Twice the US Supreme Court has ruled against Bush on Guantanamo (affirming habeas corpus for detainees in 2004, and ruling against military commissions in 2006), but Congress bailed Bush out with the Military Commissions Act in 2006. Over the years, Guantanamo has been criticized by human rights groups, other governments, the United Nations, associations of lawyers, and members of the military’s own judicial system. Secretary of State Condoleezza Rice and even Secretary of Defense Robert M. Gates have both called for the detention center to be shut down. But it does not happen: Today there are nearly 300 prisoners there. Last week, the Justice Department inspector general released a report showing that FBI agents on the scene in Guantanamo have, over years, condemned the interrogation methods as illegal. “We found no evidence,” the report concludes, “that the FBI’s concerns influenced DOD interrogation policies.” No evidence, in sum, that the outrage at Guantanamo is being corrected by business as usual.

That is why, in an image offered by retired admiral John D. Hutson, the former judge advocate general of the Navy, the defendants “called artillery in on their own position” by engaging in civil disobedience at the Supreme Court. It was “heroic action,” Hutson said, “taken in a desperate situation for a greater good. That’s essentially what these 35 courageous Americans are doing.”

Can one break the law to uphold the principle of law? That will cease being the question tomorrow when the names of 35 incarcerated men are stated aloud in a courtroom - names that should have been spoken before a judge years ago. When that happens, the questions will become: Why are those men themselves not before a judge in a US court of law? And why are their torturers not charged with crimes?

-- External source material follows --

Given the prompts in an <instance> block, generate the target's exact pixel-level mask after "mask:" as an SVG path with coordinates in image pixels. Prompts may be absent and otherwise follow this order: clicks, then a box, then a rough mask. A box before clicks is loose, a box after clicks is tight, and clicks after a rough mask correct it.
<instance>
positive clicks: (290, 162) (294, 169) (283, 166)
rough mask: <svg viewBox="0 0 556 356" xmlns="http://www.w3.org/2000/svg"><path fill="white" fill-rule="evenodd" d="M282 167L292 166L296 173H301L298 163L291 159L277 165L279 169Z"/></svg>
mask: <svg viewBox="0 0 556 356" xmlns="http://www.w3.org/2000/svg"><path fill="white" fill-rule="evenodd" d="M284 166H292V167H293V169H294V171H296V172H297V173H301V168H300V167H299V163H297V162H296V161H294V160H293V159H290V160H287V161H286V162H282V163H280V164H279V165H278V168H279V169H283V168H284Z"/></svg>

How is it possible that the American judicial system is itself protecting this rank violation of the American judicial system?

Last December, the Supreme Court heard arguments in Boumediene v. Bush, another case concerning the legal rights of Guantanamo Bay detainees. The ruling is to come, yet another opportunity for decisive intervention. But beyond the arcane, and so far impotent, redress-procedures of government lies the question of the broad US population’s attitude. Is the American commitment to basic rights really so shallow as to allow this travesty to continue? When did torture become acceptable? And once having widely denounced torture, what are citizens to do when it does not stop?

The group that goes on trial tomorrow calls itself “Witness Against Torture.” They are average folks from across the country. They could not stand it anymore. They did the only thing left for them to do. They went to Washington and caused a harangue. They purposely represent individuals held in torture cells. And, perhaps, they represent a lot of their fellow citizens, too. Close Guantanamo.

James Carroll’s column appears regularly in the Globe.